Révélée au grand public en 2017 par une Victoire de la Musique, Adélaïde Ferrière est à 25 ans une virtuose étourdissante. « Cet instrument est certes populaire, dit-elle, mais peu connoté musique classique, qui ne l’a vraiment intégré qu’au XXe siècle, devenant peu à peu soliste puis chambriste. » La musicienne se joue des pires acrobaties avec une telle aisance qu’elle semble être née baguettes à la main. Espace, temps, rythme, virtuosité, musicalité, fluidité forment avec elle un tout qui confine au talent naturel faisant oublier 7 heures de travail quotidien. Et à ceux qui lui demandent si le fait d’être femme n’est pas un handicap pour cet instrument très physique, elle se plaît à rappeler que nombre d’ensembles constitués comptent des femmes, et que le premier soliste est une femme, Dame Evelyn Glennie. « Au Japon, insiste la percussionniste, la culture du marimba est féminine. »

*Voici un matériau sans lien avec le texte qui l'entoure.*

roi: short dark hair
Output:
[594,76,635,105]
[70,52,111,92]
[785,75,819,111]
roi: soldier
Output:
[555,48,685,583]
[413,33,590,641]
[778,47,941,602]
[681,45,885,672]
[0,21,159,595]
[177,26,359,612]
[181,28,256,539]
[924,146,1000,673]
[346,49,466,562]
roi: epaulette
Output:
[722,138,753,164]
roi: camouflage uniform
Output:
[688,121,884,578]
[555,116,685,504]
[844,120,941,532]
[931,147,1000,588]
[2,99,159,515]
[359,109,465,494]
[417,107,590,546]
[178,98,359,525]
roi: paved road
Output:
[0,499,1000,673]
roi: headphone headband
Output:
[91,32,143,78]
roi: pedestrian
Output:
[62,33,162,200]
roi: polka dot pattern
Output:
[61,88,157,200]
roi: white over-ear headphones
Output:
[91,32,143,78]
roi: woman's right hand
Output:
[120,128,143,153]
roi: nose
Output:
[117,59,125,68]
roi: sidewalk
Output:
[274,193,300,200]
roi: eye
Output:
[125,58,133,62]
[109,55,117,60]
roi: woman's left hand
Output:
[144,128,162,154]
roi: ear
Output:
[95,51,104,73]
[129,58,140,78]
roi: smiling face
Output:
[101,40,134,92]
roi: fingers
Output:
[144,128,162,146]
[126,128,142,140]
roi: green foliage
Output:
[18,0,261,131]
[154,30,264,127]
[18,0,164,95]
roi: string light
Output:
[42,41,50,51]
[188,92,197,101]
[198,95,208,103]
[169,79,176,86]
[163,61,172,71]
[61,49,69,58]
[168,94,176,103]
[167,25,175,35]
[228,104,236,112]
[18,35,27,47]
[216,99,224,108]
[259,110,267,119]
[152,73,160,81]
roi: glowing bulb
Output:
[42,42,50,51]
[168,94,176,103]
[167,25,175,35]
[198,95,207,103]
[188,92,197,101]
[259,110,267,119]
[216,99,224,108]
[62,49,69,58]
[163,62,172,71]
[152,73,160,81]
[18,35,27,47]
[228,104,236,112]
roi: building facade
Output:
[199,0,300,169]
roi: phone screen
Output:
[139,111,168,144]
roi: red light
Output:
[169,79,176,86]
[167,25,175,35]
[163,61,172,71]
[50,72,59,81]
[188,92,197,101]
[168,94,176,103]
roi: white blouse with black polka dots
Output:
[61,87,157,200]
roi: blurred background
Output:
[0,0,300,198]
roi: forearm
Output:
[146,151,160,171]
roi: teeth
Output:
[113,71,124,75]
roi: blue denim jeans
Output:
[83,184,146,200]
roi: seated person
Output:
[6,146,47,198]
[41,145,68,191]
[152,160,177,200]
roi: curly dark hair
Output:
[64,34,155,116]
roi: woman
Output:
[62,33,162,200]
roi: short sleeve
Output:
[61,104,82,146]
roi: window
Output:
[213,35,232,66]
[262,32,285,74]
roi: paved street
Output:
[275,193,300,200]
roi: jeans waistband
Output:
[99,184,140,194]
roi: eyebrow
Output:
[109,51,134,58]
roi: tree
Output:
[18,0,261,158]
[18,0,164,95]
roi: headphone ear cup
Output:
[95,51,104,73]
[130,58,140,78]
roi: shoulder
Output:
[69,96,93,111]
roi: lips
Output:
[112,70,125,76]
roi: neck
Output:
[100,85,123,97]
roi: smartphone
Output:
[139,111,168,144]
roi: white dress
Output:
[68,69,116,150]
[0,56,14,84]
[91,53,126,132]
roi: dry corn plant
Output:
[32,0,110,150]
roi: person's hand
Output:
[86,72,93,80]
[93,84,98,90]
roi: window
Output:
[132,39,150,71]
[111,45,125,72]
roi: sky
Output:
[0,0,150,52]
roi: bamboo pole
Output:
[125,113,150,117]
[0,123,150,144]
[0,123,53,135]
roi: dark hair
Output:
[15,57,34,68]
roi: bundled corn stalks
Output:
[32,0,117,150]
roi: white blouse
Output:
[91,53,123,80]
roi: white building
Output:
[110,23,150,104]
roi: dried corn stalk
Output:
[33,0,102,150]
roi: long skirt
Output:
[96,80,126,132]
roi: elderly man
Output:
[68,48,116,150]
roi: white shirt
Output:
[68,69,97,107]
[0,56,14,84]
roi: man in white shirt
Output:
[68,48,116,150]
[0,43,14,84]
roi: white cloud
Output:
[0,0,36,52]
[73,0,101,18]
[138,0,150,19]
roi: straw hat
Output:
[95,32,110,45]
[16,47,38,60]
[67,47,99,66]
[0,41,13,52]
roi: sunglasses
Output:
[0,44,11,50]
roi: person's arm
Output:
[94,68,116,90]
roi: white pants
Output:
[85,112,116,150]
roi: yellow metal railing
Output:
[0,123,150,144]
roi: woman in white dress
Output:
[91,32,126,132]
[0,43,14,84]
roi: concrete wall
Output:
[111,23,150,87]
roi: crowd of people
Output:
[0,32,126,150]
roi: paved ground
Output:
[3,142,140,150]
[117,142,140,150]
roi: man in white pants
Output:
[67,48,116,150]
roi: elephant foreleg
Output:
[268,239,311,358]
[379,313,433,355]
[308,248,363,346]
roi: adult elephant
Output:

Adélaïde Ferrière a commencé à huit ans le piano et la percussion, cette dernière par le xylophone et la caisse claire. « Mon père est percussionniste, ma mère pianiste. Passionné de danse, le geste, l'aspect chorégraphique de la percussion m’ont séduite autant que l’infinie variété du son. Tout objet a des propriétés percussives. Tant et si bien que la percussion ne tient pas du rituel mais du plaisir musical qui est immense, avec un nuancier digne des instruments à cordes. Il m’a été conseillé de ne faire ni du piano, parce qu’il y a trop de monde, ni de la percussion, parce qu’il n’y a personne... Autre attrait de l’instrument, la création, centre de mon activité. Ce qui me permet d’entretenir des liens étroits avec les compositeurs. » Les 80 récitals solistes annuels qui la conduisent devant tous les publics - elle se plaît à introduire le marimba jusque dans les hôpitaux et les EHPAD -, ne lui suffisant pas, elle fait beaucoup de musique d’ensembles avec les Trios KDM et Xenakis, qu’elle a fondé, et se produit en duo avec des artistes comme Fanny Azzuro, Renaud Capuçon, Bertrand Chamayou, David Guerrier…
Bruno Serrou
1) Adélaïde Ferrière se produit cet été aux festivals du Potager du Roi-Château de Versailles (16/07), Les Nuits du Mont Rome (21/07), Musique en Chemin (23/07), 1001 Notes (29-30/07), des Baronnies (15/08), Ravel (20/08, 4/09), Villers-sur-Mer (21/08), Berlioz (23/08)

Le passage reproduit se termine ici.